Das hört sich ungetrübt positiv an. Was ist mit der Kontrolle über unsere Daten?

Nida-Rümelin Ein gutes Beispiel ist die Debatte über Huawei, die wir gerade führen, also die Frage unserer Abhängigkeit von technologischen Riesen. Vermutlich wird sich die Auffassung durchsetzen, dass es nicht sein kann, dass die europäische digitale Infrastruktur an einem chinesischen Technologie-Riesen hängt und man nicht wissen kann, was mit den Daten im Konfliktfall werden würde. Das Gleiche gilt übrigens auch für die USA. Kurzum: Es gibt Gründe, dass Europa in diesen Bereichen autonomer wird als es momentan tatsächlich ist.
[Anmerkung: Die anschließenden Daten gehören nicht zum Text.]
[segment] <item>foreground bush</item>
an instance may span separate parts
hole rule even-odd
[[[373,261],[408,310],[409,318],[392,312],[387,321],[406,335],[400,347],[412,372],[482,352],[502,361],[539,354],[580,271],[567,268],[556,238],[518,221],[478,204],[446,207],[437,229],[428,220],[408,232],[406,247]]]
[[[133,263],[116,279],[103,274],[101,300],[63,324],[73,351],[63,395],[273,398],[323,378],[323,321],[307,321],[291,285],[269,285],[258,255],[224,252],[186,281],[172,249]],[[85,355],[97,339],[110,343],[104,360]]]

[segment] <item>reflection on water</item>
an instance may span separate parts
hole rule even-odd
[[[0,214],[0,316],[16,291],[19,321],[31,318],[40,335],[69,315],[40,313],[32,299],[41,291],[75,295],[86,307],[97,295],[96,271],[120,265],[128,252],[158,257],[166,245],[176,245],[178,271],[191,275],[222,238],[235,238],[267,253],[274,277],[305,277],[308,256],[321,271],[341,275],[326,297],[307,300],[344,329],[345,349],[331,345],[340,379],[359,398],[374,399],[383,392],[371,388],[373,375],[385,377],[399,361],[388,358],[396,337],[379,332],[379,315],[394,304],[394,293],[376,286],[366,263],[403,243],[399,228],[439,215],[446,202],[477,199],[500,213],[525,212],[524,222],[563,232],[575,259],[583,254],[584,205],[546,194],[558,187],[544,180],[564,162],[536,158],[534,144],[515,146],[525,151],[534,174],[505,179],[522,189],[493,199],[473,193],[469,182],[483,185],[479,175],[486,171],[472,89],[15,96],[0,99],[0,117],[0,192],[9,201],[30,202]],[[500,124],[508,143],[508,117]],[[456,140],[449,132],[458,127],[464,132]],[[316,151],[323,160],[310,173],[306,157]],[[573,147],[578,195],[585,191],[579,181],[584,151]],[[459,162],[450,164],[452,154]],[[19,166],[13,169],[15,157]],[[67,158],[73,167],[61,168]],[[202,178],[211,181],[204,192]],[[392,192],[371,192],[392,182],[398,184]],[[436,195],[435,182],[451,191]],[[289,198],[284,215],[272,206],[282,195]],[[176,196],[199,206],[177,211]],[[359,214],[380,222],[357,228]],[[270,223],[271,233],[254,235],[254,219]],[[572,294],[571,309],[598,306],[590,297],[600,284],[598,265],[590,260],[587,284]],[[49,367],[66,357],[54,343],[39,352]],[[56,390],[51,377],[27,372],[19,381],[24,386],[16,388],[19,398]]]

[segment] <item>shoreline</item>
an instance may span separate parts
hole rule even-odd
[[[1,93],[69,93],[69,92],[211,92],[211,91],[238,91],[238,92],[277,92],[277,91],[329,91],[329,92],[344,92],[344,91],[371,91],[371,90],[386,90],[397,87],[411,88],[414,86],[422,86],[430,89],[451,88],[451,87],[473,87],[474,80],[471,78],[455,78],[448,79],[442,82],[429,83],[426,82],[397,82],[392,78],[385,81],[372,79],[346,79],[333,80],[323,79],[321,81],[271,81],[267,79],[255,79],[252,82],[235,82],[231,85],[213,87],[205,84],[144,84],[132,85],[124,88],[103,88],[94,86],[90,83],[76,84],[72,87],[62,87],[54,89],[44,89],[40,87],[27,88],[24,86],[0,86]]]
Haben wir denn noch die Kontrolle über unsere eigenen Daten wie auch über unsere Faszination für alles Digitale?

Nida-Rümelin Das ist in der Tat eine interessante und auch beunruhigende Entwicklung. In Kalifornien hängen inzwischen Zehnjährige im Schnitt sieben Stunden täglich vor einem Bildschirm. Auch deshalb muss man mit digitalen Medien sehr zielgerichtet im Unterricht umgehen.

Ist Ihnen schon mal aufgefallen, dass seit geraumer Zeit die meisten Menschen keine oder nur noch wenig Zeit füreinander haben – etwa für spontane Verabredungen?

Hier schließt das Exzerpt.